I understand that the 'inaccessible mechanism' as a relation to the oscillation of value, but what exact kind of mechanism is Bourriaud hinting at?

I would like to know if my fellow grads feel that 'our modernity is developing on the basis of this collapse of the long term'? (85)

Bourriaud states that the current era has no master narrative and that the prevalent or visible player is a semionaut: a creator of paths in a landscape of signs. Bourriaud portrays the semionaut as a contemporary figure not yet seen in the history of art.

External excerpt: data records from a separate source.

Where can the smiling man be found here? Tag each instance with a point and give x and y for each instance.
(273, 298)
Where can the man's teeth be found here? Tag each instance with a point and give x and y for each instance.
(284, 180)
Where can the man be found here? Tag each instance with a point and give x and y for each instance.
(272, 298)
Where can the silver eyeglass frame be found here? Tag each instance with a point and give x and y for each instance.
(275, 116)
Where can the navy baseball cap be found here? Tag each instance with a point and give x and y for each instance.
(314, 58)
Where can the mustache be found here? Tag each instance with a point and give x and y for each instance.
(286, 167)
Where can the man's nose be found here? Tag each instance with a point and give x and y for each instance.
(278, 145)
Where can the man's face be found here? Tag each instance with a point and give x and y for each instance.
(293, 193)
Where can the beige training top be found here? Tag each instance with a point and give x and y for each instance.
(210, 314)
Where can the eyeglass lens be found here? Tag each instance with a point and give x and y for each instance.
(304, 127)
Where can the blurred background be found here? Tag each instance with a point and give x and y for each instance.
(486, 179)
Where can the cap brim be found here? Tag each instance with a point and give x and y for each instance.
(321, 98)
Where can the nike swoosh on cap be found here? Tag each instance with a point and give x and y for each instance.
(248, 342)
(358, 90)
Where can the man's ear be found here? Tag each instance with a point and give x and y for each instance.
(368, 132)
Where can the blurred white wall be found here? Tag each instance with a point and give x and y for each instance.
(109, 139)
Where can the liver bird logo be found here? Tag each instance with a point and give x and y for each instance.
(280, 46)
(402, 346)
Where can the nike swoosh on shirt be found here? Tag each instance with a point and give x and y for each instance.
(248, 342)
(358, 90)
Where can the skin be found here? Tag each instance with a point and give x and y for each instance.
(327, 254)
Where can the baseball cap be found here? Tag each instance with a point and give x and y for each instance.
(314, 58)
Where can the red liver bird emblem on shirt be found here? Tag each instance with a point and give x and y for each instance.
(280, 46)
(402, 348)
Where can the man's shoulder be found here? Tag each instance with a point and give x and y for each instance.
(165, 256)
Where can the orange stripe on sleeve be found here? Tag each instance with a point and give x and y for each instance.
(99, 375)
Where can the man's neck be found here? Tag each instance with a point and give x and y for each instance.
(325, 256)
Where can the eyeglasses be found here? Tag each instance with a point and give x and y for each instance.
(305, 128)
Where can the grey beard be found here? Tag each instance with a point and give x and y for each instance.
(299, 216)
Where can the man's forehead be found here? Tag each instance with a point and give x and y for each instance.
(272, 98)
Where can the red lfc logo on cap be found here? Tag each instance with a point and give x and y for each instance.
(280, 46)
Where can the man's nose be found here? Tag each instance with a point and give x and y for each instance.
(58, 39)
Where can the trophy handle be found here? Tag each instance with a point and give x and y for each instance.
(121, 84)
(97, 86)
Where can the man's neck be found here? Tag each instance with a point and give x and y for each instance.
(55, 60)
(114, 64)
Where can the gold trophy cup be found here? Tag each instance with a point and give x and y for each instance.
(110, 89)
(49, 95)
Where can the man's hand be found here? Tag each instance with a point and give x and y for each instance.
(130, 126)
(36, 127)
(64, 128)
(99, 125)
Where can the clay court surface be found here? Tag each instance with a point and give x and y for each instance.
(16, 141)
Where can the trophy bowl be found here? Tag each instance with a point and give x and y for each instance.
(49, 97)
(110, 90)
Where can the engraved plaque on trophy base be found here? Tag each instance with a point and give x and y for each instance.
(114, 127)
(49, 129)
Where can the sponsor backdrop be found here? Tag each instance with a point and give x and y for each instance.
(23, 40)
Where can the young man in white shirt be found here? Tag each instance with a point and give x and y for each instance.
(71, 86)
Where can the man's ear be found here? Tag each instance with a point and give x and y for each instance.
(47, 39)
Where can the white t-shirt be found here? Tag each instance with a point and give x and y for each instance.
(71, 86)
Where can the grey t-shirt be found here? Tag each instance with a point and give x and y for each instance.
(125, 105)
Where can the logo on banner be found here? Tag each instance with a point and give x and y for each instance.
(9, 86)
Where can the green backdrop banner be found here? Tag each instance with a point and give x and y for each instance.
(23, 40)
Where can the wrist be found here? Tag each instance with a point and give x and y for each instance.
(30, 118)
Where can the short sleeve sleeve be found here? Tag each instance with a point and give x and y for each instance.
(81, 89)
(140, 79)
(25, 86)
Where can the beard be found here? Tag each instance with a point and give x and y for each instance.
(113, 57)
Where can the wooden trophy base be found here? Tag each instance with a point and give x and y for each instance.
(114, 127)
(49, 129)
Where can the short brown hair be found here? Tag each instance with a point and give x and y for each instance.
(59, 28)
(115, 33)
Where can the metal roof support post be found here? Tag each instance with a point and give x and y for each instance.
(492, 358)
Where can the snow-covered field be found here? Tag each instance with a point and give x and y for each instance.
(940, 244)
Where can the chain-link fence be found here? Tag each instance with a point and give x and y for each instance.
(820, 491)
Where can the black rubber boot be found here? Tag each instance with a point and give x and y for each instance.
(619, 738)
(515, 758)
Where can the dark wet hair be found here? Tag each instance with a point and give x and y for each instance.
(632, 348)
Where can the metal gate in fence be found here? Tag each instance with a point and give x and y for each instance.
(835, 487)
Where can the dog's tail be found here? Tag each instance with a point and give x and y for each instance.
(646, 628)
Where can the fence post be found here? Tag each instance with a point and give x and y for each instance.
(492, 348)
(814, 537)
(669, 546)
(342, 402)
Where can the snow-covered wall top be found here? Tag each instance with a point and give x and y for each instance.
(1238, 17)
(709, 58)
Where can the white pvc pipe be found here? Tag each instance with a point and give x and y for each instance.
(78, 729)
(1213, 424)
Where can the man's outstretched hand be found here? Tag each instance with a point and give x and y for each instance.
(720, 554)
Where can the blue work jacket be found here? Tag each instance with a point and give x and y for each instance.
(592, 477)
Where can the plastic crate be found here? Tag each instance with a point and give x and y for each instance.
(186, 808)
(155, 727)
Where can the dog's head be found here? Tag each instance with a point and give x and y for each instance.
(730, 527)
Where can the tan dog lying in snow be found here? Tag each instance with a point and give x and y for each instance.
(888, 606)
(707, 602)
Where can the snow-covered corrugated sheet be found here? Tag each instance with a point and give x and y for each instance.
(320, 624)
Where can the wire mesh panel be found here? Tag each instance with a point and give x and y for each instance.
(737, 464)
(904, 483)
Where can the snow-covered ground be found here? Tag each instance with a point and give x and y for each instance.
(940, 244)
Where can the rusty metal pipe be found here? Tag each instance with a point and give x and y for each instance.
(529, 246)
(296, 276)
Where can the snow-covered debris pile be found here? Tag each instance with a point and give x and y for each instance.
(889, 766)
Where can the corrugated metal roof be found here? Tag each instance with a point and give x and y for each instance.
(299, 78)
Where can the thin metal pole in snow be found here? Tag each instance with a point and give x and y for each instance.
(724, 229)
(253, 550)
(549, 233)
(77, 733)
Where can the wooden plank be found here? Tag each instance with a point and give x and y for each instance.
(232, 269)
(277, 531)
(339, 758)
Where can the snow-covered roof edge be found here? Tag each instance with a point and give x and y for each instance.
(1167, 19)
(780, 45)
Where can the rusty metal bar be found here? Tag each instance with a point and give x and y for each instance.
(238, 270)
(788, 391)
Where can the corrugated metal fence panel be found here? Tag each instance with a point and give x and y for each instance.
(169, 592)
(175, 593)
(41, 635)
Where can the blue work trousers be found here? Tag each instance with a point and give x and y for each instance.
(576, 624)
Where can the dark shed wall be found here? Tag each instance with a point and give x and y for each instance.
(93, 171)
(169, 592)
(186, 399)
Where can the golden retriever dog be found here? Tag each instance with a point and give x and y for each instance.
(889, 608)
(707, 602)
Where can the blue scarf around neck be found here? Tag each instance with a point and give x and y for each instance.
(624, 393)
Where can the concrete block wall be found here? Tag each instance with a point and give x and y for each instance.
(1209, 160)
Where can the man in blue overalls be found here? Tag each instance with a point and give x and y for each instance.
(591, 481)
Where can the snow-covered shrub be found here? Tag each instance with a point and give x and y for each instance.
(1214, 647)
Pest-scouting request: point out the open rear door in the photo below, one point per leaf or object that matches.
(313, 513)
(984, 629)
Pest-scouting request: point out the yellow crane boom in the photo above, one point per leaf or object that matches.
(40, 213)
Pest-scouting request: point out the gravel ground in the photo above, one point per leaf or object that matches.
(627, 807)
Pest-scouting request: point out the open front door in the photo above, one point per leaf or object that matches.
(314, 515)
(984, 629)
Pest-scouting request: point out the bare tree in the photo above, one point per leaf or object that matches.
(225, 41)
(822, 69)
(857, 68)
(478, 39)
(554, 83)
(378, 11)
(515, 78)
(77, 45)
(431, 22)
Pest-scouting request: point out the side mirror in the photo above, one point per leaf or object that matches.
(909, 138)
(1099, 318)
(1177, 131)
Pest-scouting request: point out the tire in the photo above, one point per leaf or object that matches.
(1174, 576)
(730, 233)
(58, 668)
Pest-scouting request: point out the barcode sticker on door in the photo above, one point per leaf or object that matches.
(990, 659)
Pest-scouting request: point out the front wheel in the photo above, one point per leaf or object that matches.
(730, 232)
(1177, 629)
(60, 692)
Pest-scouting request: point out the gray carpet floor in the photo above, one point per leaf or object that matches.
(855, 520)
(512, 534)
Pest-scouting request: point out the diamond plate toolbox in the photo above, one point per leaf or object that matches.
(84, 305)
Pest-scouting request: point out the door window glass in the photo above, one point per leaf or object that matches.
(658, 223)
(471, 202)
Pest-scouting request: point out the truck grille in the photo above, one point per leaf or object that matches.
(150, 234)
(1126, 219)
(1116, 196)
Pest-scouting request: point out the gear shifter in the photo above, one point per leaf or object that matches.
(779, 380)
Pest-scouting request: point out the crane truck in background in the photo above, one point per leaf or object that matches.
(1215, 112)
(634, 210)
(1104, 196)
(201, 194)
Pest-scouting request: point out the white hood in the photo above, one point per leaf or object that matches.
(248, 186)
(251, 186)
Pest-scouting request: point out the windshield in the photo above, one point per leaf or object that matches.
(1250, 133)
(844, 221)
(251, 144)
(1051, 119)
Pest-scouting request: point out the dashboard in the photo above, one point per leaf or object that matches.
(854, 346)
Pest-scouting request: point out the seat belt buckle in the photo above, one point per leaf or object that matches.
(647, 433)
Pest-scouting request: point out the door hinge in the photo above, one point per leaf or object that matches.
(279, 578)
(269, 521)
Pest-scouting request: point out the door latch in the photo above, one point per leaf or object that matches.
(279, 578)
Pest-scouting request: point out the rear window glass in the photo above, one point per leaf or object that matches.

However Christine Buci-Glucksmann, in Allen Weiss' Mirrors of Infinity, explains baroque spatiality:

"In opposition to the homogeneous, geometric and substantialist Cartesian space, the open and serial baroque spatiality, with its development and metamorphosis of forms, proceeds by overlapping, coexistence, the play of light and force, the engendering of beings by means of the serpentine line and ellipse. These are the traits of a topological space which is precisely oblivious to the identification and fixed localization of objects at rest." (23)

Does not this entire paragraph, especially this last sentence, hint at the support structure behind the culture/space in which translation, altermodernism and the semionaut function in? 'Serial baroque spatiality' principles are those that can 'mingle and multiply by means of combination. . . .[there is] constant multiplication' in the baroque as Bourriaud says there is for altermodernism.(83) However this is true than those fundamental principles of art history oscillating from classical to baroque still hold sway and thus the radicant world shares a link with the radical.

Last week in class we discussed whether using material not our own was ethical. Many seemed to believe there was nothing wrong with it whether you had the permission of the artist or not. However what about artists such as Kendell Greeves who acknowledges that his work stems from 'pure theft' of others (mainly corporate) material? There is no hiding behind patents or public material. There is an acknowledgement of theft, which becomes part if not all of the content of the work. This, is innately activist art, is it not?